We approached Ohio Humanities for funding through their competitive grants program. Right from the start, it was clear that Ohio Humanities program staff were willing to support our effort in ways beyond simply helping to secure funds. They became vital collaborators in our work and have helped shape the project in countless ways. They started by recommending a talented, emerging scholar, Dr. Todd Michney, who—fortuitously—was just then completing a book that spoke directly to Lee-Harvard’s significance: Surrogate Suburbs: Black Upward Mobility and Neighborhood Change in Cleveland, 1900–1980s. They made thoughtful recommendations on program format and asked us to consider strategic outcomes at this early stage.

With funding from Ohio Humanities in place, Dr. Michney adapted his research to the specific story of Lee-Harvard. This was presented to the public when he gave two well-attended talks to hundreds of Clevelanders. He researched and wrote a biography of Arthur Bussey that was presented in a printed brochure that helped us share this unique story, even as it was unfolding. We worked with partners at Cleveland Memory to establish an online Lee-Harvard archive that would make these initial findings publically available.  With additional coaching from Ohio Humanities staff, Cleveland Restoration resubmitted an application to the National Endowment for the Humanities’ “Common Heritage” program, for funding to gather and digitize photographs and other materials to expand the story. And this time we were successful!

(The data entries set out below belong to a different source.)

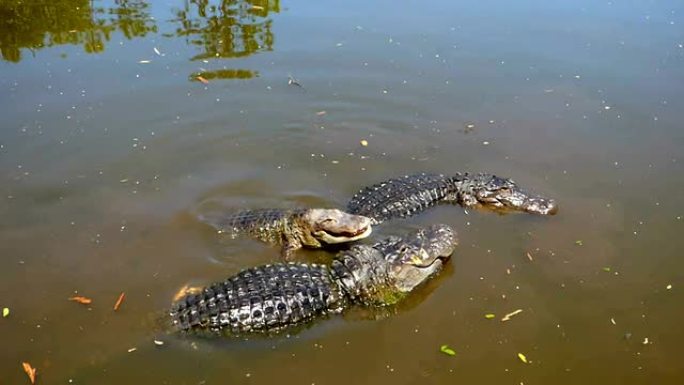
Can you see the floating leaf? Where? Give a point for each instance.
(79, 299)
(511, 314)
(119, 301)
(447, 350)
(30, 371)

With this important groundwork in place we needed to take the final important step of gathering all these strands together to produce a commemorative publication that would represent this important neighborhood in a permanent fashion. We applied again to Ohio Humanities for a major grant to cover the significant costs of the project. Once again, Ohio Humanities program staff worked with us, making helpful suggestions that streamlined the application writing process and led us to success.

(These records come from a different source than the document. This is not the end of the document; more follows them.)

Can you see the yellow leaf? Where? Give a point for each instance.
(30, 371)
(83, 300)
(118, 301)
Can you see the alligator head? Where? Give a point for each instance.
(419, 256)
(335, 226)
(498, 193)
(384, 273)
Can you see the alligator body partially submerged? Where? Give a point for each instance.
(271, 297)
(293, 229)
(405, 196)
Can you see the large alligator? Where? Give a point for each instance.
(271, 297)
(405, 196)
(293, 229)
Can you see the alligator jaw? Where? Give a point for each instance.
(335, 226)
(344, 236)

These efforts have lifted up Lee-Harvard’s remarkable stories of black agency and success despite systemic barriers, and celebrated an important American place. And it is clear that this multifaceted project will continue to grow: We are just now beginning to work with the Cleveland Public Library and schools serving Lee-Harvard to create research projects for students to integrate this important local history into the curriculum.

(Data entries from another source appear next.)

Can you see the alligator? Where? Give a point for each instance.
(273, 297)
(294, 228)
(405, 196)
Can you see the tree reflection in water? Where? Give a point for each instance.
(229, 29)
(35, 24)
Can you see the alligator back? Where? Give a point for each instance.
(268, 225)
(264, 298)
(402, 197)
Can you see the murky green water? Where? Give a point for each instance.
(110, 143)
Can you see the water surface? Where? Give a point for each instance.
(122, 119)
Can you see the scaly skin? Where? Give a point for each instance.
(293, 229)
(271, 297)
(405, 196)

Without the active support of Ohio Humanities, all of this would not be possible.  It has been and continues to be a joint effort. The Lee-Harvard project will significantly expand our understanding of how one demographic group navigated countless barriers to achieve the American Dream and create a distinctive place with a rich legacy.  The story is just beginning.

 

Kathleen H. Crowther is the long-time director of the Cleveland Restoration Society. During her tenure, the C.R.S. has grown dramatically into a large and influential preservation body. The organization is particularly adept at developing partnerships that align historic preservation with economic development goals. Ms. Crowther has served in leadership capacities on the state and national levels, particularly in association with the National Trust for Historic Preservation (USA). Ms. Crowther was selected as the first local executive director to chair the National Trust’s Statewide and Local Partners Program. In 2010-11, she was a Visiting Scholar at the American Academy in Rome where she conducted research on the links between Cleveland’s urban fabric and the legacy of ancient Rome.